Mit Hilfe einer Studie, so Gigerenzer, habe man nachgewiesen, dass Handballer, die "aus dem Bauch heraus" handelten, erfolgreicher seien als jene, die sich mehr Zeit für ihre Entscheidungen ließen. Auch spontane Urteile in Gruppensitzungen versprächen den größeren Erfolg. "Beraumen Sie bei Teambesprechungen kurze Sitzungen an", forderte Gigerenzer seine Zuhörer auf. "Die besten Ideen kommen zuerst, die späteren sind zweitrangig."

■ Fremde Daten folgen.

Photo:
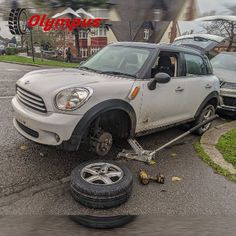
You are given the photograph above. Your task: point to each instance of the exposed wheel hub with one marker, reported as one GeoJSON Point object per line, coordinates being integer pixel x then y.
{"type": "Point", "coordinates": [102, 174]}
{"type": "Point", "coordinates": [102, 143]}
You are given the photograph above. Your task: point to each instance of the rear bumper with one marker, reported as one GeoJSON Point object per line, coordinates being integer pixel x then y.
{"type": "Point", "coordinates": [49, 129]}
{"type": "Point", "coordinates": [228, 100]}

Intuition kann in der Medizin sogar Kosten sparen, erläuterte Gigerenzer und berichtete über ein Beispiel aus den USA: Ein Patient wird mit starken Brustschmerzen ins Krankenhaus eingeliefert. Die Notfallärzte halten einen Herzinfarkt für möglich. Soll der Patient auf die kardiologische Intensivstation oder in ein reguläres Krankenbett mit elektrokardiographischem Überwachungssystem?

In einer Klinik in Michigan entschieden sich die Ärzte in 90 Prozent aller Fälle für die kardiologische Intensivstation, zumeist aus Angst, verklagt zu werden. Die Folge: Die Intensivstation war ständig überfüllt, das Pflegeniveau sank, und die Kosten kletterten in die Höhe. Eine Forschungsgruppe der University of Michigan wurde beauftragt, Abhilfe zu schaffen. Schnell fanden die Wissenschaftler heraus, dass sich viele Entscheidungen ihrer Kollegen im Nachhinein als falsch erwiesen.

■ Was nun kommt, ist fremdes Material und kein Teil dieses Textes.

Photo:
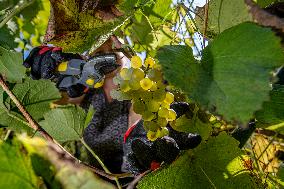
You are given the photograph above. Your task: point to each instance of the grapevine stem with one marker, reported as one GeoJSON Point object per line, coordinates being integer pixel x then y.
{"type": "Point", "coordinates": [205, 22]}
{"type": "Point", "coordinates": [100, 161]}
{"type": "Point", "coordinates": [18, 8]}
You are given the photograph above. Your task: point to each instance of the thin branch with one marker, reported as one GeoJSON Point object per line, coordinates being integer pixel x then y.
{"type": "Point", "coordinates": [205, 22]}
{"type": "Point", "coordinates": [34, 125]}
{"type": "Point", "coordinates": [17, 9]}
{"type": "Point", "coordinates": [137, 179]}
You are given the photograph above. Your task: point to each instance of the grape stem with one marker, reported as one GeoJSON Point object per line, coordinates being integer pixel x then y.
{"type": "Point", "coordinates": [35, 126]}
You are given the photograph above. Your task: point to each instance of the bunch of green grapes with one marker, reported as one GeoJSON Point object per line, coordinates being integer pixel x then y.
{"type": "Point", "coordinates": [143, 85]}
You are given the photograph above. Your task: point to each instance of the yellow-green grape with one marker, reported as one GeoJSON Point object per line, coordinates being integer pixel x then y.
{"type": "Point", "coordinates": [148, 116]}
{"type": "Point", "coordinates": [151, 135]}
{"type": "Point", "coordinates": [149, 62]}
{"type": "Point", "coordinates": [152, 105]}
{"type": "Point", "coordinates": [150, 126]}
{"type": "Point", "coordinates": [125, 73]}
{"type": "Point", "coordinates": [117, 80]}
{"type": "Point", "coordinates": [136, 62]}
{"type": "Point", "coordinates": [169, 98]}
{"type": "Point", "coordinates": [137, 74]}
{"type": "Point", "coordinates": [159, 95]}
{"type": "Point", "coordinates": [134, 84]}
{"type": "Point", "coordinates": [162, 122]}
{"type": "Point", "coordinates": [155, 75]}
{"type": "Point", "coordinates": [171, 115]}
{"type": "Point", "coordinates": [146, 83]}
{"type": "Point", "coordinates": [124, 86]}
{"type": "Point", "coordinates": [165, 105]}
{"type": "Point", "coordinates": [154, 87]}
{"type": "Point", "coordinates": [138, 106]}
{"type": "Point", "coordinates": [163, 112]}
{"type": "Point", "coordinates": [161, 132]}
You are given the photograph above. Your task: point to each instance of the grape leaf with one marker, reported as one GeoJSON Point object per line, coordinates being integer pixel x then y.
{"type": "Point", "coordinates": [229, 76]}
{"type": "Point", "coordinates": [71, 24]}
{"type": "Point", "coordinates": [35, 96]}
{"type": "Point", "coordinates": [65, 124]}
{"type": "Point", "coordinates": [15, 167]}
{"type": "Point", "coordinates": [6, 38]}
{"type": "Point", "coordinates": [272, 111]}
{"type": "Point", "coordinates": [215, 164]}
{"type": "Point", "coordinates": [11, 65]}
{"type": "Point", "coordinates": [194, 125]}
{"type": "Point", "coordinates": [47, 157]}
{"type": "Point", "coordinates": [222, 14]}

Ohne Taschenrechner und dafür mit mehr Gefühl

Sie entwickelten ein komplexes System mit 50 Auswahlkriterien und einer Formel, die es dem Arzt ermöglichen sollte, mit Hilfe eines Taschenrechners die Wahrscheinlichkeit zu berechnen, wann ein Patient auf die Intensivstation gehört und wann nicht.

Obwohl viele Ärzte das System nicht verstanden, so Gigerenzer, zeigten sich Erfolge. War das Kalkül der Intuition überlegen? Nein, denn als man den Ärzten Tabelle und Taschenrechner abnahm, verschlechterten sich die Ergebnisse nicht. Was war passiert? Die Ärzte hatten sich wichtige Faktoren gemerkt und wandten diese an. Mit Hilfe von Gigerenzer wurde aus dieser Erkenntnis der effiziente Entscheidungsbaum entwickelt. Das vorherige, komplexe Entscheidungssystem wurde auf wenige Ja-Nein-Fragen zusammengestrichen. "Wir brauchen den Mut, zu unseren Bauchentscheidungen zu stehen", machte Gigerenzer am Ende seines Vortrags den Kollegen Mut. "Denn wir können nicht alles analytisch ableiten."

"Die Macht der Intuition"

Professor Gerd Gigerenzer hat seine Erkenntnisse zur Intuition gerade in einem Buch veröffentlicht: "Bauchentscheidungen. Die Intelligenz des Unbewussten und die Macht der Intuition" ist im C. Bertelsmann-Verlag, München (ISBN 978-3-570-00937-6, 19,95 Euro), erschienen. Darin widmet sich der Direktor des Max-Planck-Instituts für Bildungsforschung in Berlin auch in mehreren Kapiteln dem Bereich der Medizin. Er gibt Tipps, wie die Intuition den Alltag von Ärzten erleichtern kann. Bei Teambesprechungen seien beispielsweise kurze Sitzungen besser. Gigerenzer: "Die besten Ideen kommen zuerst, die späteren sind zweitrangig."